Julia Coronado, senior U.S. economist at Barclays Capital, told CNBC’s “Power Lunch” that she believes the Federal Reserve’s primary concern is still inflation.
She looks for a rate cut late this year or early next year.
“I think the risks to growth have eased somewhat since their last meeting,” Coronado said Tuesday. “Certainly, the business sector has returned decisively to expansionary mode. The housing sector is still the greatest source of uncertainty, but given where we are on the labor market –- it’s an extremely tight labor market –- any pickup in growth by definition means higher pressures on inflation.”
Richard Iley, senior North American economist at PNP Paribas, took a slightly different view.

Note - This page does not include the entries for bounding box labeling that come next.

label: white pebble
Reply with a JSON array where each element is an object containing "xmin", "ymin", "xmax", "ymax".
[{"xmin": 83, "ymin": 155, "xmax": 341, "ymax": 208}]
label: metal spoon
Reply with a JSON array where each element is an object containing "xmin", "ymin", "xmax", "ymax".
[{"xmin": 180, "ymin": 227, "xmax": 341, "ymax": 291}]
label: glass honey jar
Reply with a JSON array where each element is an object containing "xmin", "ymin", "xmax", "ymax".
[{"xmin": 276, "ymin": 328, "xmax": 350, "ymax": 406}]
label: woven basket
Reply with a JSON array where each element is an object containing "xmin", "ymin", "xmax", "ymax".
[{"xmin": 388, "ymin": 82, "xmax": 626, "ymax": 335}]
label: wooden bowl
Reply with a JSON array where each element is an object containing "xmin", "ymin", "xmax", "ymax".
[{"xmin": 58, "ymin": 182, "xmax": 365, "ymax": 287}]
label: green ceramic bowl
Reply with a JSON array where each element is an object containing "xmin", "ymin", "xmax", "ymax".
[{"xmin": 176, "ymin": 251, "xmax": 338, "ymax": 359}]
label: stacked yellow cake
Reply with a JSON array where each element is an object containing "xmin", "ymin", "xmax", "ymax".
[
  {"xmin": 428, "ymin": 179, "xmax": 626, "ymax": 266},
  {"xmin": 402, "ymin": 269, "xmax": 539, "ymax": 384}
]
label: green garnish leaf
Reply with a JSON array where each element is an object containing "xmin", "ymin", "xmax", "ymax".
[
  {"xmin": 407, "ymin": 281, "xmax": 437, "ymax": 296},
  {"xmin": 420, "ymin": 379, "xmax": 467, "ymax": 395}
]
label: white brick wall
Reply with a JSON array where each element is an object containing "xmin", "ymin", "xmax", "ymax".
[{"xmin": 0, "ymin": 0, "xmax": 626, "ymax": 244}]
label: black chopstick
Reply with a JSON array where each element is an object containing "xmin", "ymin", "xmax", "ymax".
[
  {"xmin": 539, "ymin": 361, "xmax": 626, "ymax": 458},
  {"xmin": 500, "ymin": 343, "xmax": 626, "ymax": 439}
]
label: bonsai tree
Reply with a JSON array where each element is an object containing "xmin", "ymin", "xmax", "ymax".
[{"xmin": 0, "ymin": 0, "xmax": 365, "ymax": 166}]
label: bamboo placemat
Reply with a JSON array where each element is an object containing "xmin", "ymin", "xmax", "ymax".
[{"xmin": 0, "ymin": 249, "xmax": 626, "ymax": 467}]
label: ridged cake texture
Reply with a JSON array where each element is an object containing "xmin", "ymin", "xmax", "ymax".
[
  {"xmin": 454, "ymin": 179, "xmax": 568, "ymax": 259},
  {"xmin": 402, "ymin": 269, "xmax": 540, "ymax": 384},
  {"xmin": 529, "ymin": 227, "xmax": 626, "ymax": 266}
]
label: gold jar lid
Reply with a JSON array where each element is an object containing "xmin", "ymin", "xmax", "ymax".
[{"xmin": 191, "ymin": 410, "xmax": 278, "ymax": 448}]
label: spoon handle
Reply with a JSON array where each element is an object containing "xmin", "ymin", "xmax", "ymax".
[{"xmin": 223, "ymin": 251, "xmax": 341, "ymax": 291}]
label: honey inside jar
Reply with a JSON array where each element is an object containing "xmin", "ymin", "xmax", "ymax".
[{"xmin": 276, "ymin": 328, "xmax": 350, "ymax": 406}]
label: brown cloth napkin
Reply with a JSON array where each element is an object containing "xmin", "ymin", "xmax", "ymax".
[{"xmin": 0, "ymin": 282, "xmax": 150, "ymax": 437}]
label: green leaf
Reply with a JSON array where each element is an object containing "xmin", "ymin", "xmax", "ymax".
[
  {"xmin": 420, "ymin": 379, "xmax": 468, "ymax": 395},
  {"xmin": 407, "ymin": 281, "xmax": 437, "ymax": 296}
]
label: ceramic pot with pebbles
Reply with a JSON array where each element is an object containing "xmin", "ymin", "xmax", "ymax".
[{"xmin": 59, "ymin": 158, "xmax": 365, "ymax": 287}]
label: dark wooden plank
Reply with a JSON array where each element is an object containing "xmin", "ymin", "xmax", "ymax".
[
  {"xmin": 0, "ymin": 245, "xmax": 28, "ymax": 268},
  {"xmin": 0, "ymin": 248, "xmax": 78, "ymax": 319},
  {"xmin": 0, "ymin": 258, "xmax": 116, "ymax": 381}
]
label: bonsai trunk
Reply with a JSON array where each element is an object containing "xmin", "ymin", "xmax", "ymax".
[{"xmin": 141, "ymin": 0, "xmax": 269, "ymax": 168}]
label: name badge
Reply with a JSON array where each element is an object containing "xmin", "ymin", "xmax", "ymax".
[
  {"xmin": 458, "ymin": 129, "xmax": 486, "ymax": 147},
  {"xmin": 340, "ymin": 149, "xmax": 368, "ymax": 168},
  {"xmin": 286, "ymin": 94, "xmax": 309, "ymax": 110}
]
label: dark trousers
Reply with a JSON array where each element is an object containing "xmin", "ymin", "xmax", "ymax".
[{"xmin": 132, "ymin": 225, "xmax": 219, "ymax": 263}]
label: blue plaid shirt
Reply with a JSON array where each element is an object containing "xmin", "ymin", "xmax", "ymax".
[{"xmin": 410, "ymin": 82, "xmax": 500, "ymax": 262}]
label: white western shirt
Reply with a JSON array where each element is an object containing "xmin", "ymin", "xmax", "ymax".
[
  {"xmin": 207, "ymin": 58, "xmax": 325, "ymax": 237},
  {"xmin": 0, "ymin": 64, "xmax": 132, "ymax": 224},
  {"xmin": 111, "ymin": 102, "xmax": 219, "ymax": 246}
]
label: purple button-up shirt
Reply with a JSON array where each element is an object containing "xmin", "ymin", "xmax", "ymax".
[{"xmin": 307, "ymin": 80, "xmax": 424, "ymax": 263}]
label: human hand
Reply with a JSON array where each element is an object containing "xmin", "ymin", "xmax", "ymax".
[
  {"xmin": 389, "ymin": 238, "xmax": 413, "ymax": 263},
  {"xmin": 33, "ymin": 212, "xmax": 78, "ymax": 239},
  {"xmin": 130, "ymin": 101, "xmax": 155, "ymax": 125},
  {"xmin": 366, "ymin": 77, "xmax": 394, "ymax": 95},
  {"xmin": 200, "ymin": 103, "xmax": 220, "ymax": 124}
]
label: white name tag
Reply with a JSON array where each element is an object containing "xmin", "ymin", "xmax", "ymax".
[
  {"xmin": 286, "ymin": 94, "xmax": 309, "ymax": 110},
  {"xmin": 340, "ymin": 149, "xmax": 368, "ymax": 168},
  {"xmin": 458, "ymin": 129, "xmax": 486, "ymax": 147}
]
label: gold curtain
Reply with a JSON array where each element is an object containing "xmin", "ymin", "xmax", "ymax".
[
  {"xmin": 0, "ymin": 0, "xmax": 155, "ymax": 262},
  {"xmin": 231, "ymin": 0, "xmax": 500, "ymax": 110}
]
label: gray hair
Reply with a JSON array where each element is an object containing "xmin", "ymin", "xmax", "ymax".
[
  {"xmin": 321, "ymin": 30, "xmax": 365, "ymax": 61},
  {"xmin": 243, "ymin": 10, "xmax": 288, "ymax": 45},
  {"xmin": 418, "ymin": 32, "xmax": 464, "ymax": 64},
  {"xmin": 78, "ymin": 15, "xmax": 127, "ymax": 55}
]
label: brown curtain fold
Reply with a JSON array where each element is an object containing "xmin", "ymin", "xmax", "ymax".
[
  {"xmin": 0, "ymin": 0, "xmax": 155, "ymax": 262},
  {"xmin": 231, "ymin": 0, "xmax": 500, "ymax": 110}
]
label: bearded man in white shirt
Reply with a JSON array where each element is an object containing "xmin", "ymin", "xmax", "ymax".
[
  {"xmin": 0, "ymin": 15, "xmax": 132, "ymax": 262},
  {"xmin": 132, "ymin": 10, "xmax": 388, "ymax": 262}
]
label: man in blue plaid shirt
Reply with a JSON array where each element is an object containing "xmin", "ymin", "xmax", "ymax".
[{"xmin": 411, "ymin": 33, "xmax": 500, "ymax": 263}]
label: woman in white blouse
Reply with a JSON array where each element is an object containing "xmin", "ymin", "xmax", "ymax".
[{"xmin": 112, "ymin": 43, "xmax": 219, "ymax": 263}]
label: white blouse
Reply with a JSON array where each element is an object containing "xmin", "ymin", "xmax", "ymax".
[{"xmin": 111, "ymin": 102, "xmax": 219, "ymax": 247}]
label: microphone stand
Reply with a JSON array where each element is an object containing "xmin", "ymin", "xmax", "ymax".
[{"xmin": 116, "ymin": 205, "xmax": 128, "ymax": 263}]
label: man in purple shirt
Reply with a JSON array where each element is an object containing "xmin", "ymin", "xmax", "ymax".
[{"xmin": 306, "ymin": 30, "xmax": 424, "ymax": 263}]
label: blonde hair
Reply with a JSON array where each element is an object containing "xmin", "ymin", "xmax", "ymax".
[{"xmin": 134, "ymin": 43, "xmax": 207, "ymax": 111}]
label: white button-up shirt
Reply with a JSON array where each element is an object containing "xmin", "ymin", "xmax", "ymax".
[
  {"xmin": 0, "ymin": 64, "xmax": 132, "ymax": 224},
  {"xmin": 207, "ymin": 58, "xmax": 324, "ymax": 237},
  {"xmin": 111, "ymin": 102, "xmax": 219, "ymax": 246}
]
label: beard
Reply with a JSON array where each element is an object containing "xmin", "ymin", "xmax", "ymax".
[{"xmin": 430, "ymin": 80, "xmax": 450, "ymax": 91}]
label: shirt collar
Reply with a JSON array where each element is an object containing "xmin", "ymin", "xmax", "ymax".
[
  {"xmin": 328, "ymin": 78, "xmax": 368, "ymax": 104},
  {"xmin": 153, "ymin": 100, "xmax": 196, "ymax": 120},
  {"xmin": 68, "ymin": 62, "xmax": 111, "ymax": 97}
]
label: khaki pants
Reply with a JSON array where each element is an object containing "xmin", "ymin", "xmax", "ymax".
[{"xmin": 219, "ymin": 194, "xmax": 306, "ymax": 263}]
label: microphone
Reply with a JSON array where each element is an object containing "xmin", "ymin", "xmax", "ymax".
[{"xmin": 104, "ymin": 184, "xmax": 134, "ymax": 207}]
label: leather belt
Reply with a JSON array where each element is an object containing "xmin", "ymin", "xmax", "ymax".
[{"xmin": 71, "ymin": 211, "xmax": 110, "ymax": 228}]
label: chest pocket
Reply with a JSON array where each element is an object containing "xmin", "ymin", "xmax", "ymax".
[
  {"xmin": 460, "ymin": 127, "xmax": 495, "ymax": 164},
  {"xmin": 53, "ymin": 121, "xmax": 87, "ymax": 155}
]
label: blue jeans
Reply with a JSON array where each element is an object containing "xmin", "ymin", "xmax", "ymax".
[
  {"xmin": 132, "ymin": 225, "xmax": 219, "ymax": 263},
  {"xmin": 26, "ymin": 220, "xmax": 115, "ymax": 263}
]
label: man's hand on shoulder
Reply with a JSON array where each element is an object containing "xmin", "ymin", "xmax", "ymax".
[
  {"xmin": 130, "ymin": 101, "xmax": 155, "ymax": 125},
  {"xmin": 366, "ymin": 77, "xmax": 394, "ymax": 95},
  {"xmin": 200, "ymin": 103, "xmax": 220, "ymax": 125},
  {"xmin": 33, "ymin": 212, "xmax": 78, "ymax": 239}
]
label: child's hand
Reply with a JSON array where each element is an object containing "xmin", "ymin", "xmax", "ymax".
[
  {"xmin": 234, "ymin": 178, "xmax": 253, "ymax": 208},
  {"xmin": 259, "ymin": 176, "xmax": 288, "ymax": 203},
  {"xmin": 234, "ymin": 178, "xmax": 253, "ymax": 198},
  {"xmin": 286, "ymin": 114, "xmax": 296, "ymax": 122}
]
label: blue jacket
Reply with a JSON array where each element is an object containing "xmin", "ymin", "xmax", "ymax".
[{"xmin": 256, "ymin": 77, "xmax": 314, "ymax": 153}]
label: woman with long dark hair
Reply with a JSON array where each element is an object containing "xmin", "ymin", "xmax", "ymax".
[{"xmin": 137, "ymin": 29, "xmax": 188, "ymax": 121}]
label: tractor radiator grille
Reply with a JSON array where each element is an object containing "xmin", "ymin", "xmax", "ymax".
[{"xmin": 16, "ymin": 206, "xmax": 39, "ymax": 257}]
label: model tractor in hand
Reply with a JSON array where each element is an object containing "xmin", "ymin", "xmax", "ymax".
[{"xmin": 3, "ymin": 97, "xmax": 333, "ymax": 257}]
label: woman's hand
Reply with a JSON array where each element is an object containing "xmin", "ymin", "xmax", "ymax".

“As always, I think we have to distinguish between what the Fed is going to say in public and what its true thinking is behind the scenes,” he said. “I agree that the statement this week, that the Fed’s overwhelming concern is going to be still that inflation may not continue to moderate as expected. I think behind the scenes, the Fed’s true perception of the risks facing the economy is pretty much balanced now. I think the main reason for that is, despite much brighter signs coming out of the corporate sector, the housing market continues to go from bad to worse. I think that is a very worrisome area for the Fed.”
Iley expects the Federal Reserve to tighten in September.